There's nothing quite so intriguing about the Christian blogosphere as its capacity for rants and cyber-battles about ideas and ideals. :) It's what makes so many of us so very, very American. Which makes it fitting on Labor Day that, among other things, D. G. Hart decided to zing the Brothers Bayly and Doug Wilson about their postmillennialism (Hart's gotta speak up for two-kingdom theology, of course). Presented for brief consideration, the following:
... In other words, is Christendom a creation or is it heaven on earth? Does [Doug] Wilson violate every canon of Christian and conservative conviction by immanentizing the eschaton? It sure looks like his postmillenniaism and repeated briefs on behalf of Christendom has a lot of immanentizing going on. Then again, it’s a slippery Christendom and a libertarian theocracy he advocates (oxymoron intended).
In point of fact, Wilson does not acknowledge that Christians are aliens and strangers. His model for Christian political and cultural engagement is Christendom (minus the Crusades, papacy, Index of Books, Jewish ghettos). ...
and a bit more:
Of course, the image of Christians as persecuted and martyrs doesn’t play well among folks who like to hurl “sissy” as an epithet. Turning the other cheek is not a model for cultural domination or for Mere Christendom — not sure it works for cultural engagement, actually.

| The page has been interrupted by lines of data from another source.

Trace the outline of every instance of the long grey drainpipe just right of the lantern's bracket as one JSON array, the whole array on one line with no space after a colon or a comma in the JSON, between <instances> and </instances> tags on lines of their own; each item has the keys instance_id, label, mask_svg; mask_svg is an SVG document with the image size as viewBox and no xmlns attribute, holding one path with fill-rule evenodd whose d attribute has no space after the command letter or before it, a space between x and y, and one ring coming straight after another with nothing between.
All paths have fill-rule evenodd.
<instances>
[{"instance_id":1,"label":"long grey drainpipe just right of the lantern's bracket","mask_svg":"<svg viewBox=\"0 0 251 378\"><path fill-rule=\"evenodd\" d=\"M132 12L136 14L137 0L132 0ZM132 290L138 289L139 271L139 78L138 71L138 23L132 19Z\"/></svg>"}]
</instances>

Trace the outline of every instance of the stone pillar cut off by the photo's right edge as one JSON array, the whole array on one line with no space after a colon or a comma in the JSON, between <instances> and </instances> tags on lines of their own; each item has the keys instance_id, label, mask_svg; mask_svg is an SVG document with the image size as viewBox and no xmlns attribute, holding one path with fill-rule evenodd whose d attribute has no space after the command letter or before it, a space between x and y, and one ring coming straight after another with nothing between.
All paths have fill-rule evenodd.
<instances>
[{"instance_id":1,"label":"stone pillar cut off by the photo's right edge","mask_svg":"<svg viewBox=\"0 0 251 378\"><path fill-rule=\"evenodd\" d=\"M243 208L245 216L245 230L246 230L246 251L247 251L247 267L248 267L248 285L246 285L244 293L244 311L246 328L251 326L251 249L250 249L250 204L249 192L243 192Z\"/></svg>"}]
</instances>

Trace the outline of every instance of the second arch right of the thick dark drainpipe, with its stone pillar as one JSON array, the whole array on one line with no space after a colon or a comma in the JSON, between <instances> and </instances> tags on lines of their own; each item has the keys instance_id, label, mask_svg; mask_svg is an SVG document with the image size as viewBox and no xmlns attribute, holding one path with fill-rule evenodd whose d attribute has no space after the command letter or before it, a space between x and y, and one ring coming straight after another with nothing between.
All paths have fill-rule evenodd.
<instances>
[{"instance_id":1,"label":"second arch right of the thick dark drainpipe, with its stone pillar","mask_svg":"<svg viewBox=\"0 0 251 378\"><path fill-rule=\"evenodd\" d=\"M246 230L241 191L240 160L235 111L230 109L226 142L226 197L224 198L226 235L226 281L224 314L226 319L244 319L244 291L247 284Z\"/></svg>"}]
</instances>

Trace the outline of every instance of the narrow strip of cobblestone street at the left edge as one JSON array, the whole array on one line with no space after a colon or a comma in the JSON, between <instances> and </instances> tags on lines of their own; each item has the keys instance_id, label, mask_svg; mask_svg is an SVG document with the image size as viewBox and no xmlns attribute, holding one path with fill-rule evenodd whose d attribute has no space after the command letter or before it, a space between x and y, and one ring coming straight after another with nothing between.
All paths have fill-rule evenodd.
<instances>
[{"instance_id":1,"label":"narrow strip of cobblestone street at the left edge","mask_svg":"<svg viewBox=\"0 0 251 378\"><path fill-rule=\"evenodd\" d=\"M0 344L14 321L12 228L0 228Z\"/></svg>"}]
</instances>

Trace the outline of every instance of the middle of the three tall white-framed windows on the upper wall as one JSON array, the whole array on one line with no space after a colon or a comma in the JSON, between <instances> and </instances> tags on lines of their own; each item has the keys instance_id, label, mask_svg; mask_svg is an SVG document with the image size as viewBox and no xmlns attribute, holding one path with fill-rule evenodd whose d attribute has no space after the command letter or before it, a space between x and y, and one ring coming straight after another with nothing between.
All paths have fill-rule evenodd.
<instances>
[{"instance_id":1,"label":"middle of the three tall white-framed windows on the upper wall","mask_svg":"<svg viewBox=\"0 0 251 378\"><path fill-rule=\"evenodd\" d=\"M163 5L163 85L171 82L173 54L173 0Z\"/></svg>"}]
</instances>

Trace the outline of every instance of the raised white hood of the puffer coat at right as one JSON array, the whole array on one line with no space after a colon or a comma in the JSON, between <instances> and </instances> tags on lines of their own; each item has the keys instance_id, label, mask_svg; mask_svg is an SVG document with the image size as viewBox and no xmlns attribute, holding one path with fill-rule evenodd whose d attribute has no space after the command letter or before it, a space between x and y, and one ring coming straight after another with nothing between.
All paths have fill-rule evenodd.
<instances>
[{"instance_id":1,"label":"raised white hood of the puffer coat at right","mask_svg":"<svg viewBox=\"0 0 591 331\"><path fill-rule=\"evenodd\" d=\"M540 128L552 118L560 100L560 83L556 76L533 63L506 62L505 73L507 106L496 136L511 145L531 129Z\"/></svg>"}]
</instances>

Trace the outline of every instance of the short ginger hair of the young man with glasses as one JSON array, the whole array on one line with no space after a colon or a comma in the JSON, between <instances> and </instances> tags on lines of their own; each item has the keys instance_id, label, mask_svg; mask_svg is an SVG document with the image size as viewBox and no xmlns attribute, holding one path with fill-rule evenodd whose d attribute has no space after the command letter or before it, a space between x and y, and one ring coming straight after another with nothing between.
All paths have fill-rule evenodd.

Of course two-kingdom theology could and did become handy in the antebellum South as a reason not to get too swift in addressing slavery, just as two-kingdom theology could and did become handy in Weimar years when it was easier to let some things happen than to make some objections. Any systematic applied across the board is going to lead to an atrocity of some kind when wielded by flesh and blood. The history of the internet, and of the sorts of humans who invented it (i.e. the human race) is that we've got a long history of convincing ourselves our ideas won't have the same consequences as the ideas of those other people even if history could be shown to have proven otherwise.
Or as some author of some book put it, there is none who is righteous, not even one. But we peoples have a habit of thinking that quote is supposed to apply to you and never quite come around to applying to me.